Letter to The Times, 11 December 2008

December 11, 2008

From the 25% ME Group

ME patient mourned: more needs to be understood about the sufferings of patients with ME

Sir, Lynn Gilderdale was a valued member of the 25% ME Group and we are all heartbroken by her death (report, Dec 9), especially as we are fully aware of her mother's total devotion to her.

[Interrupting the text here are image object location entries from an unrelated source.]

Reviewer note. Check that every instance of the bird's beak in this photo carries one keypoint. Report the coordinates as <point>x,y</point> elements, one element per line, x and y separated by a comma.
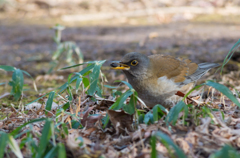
<point>117,65</point>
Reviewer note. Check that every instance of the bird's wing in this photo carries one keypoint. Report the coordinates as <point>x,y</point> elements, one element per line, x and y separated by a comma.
<point>182,71</point>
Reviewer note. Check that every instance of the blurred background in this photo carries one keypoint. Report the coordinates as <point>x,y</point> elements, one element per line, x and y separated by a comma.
<point>203,30</point>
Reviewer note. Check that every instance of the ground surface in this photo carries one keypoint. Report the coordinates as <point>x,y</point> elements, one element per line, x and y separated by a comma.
<point>200,41</point>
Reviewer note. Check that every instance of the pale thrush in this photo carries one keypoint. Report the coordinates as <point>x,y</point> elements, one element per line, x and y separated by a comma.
<point>157,78</point>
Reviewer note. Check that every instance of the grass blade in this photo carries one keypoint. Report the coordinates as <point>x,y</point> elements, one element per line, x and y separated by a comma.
<point>17,83</point>
<point>3,143</point>
<point>153,146</point>
<point>61,151</point>
<point>50,101</point>
<point>7,68</point>
<point>46,134</point>
<point>76,65</point>
<point>173,113</point>
<point>224,90</point>
<point>94,77</point>
<point>14,146</point>
<point>167,142</point>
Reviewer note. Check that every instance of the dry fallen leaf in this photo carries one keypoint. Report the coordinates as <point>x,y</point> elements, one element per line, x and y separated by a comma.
<point>121,120</point>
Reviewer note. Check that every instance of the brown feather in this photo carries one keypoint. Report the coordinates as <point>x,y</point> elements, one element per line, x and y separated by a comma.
<point>173,68</point>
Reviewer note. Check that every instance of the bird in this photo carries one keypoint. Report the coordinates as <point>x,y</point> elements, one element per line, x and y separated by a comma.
<point>157,78</point>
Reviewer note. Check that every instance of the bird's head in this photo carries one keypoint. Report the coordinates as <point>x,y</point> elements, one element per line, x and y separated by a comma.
<point>134,64</point>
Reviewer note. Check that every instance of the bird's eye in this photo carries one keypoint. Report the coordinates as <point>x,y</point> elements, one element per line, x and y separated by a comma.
<point>134,62</point>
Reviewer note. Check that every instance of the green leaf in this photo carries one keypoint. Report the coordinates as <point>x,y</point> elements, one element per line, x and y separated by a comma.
<point>111,87</point>
<point>167,142</point>
<point>94,77</point>
<point>3,143</point>
<point>226,152</point>
<point>50,101</point>
<point>130,108</point>
<point>38,98</point>
<point>58,52</point>
<point>78,83</point>
<point>61,151</point>
<point>148,118</point>
<point>174,112</point>
<point>196,87</point>
<point>14,146</point>
<point>44,140</point>
<point>7,68</point>
<point>76,65</point>
<point>153,146</point>
<point>52,153</point>
<point>2,83</point>
<point>224,90</point>
<point>126,83</point>
<point>158,110</point>
<point>17,83</point>
<point>119,102</point>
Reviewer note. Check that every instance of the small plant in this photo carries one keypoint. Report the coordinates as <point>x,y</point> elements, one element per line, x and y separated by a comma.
<point>68,48</point>
<point>17,81</point>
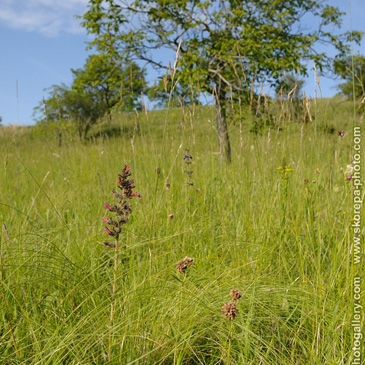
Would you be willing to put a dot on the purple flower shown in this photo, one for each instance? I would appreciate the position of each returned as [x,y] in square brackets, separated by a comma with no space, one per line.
[108,231]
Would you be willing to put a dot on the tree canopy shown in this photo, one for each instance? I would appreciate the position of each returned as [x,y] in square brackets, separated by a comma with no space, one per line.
[104,84]
[223,44]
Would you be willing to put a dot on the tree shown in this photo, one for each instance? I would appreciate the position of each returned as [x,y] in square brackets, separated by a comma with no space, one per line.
[353,72]
[114,85]
[289,88]
[224,45]
[66,103]
[102,86]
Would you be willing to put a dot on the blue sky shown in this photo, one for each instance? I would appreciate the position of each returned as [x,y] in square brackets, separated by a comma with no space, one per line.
[41,40]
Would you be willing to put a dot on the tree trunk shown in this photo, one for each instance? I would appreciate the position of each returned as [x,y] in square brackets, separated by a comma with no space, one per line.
[221,120]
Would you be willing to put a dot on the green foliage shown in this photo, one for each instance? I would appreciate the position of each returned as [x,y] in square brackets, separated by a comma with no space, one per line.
[353,72]
[223,47]
[234,41]
[295,274]
[101,87]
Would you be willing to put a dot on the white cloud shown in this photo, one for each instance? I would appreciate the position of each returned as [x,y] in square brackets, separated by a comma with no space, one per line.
[48,17]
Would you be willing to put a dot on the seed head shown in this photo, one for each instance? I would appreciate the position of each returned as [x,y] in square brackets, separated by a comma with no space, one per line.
[235,295]
[182,265]
[122,208]
[229,310]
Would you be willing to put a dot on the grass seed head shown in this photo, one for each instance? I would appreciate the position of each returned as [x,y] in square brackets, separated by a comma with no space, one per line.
[182,265]
[235,295]
[229,310]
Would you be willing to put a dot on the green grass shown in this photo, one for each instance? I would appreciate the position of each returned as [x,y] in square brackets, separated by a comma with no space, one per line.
[285,244]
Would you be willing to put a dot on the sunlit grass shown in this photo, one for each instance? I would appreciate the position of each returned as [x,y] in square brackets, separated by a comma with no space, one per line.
[284,243]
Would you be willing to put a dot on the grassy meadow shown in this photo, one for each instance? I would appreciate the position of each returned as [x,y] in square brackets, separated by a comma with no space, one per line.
[281,237]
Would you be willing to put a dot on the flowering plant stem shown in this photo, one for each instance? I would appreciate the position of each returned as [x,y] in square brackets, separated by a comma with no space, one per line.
[112,306]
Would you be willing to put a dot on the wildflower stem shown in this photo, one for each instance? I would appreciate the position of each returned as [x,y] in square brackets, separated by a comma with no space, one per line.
[112,306]
[4,296]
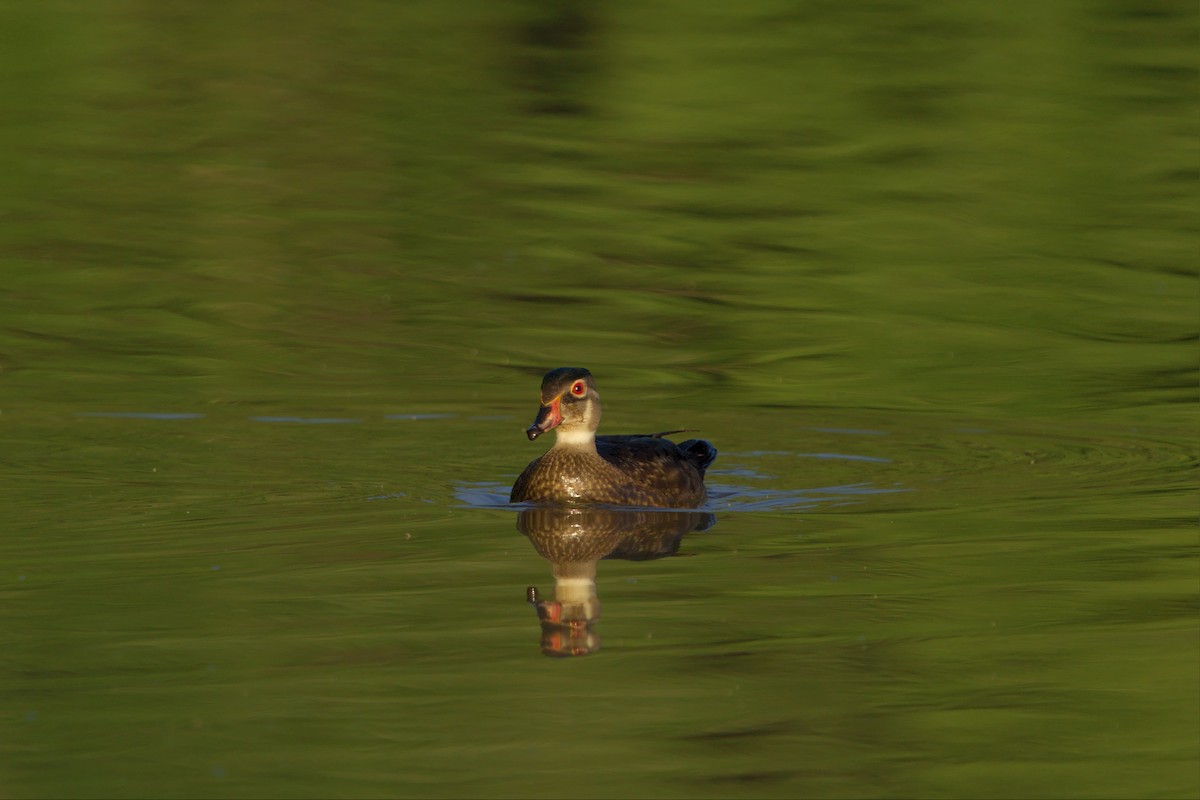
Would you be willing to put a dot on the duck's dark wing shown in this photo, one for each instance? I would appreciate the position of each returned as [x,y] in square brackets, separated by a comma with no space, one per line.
[629,450]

We represent ME sufferers who are totally bedridden, some of whom are tube-fed and dependent on carers, and others who are lucky enough to be able to leave home in a wheelchair occasionally; two other members of our group have recently died with ME on their death certificates.

Despite thousands of medical research papers showing immunological, neurological, endocrine, cardiac and gene expression involvement in ME, it is thought of as an illness of fatigue and even called chronic fatigue syndrome by the media and some doctors.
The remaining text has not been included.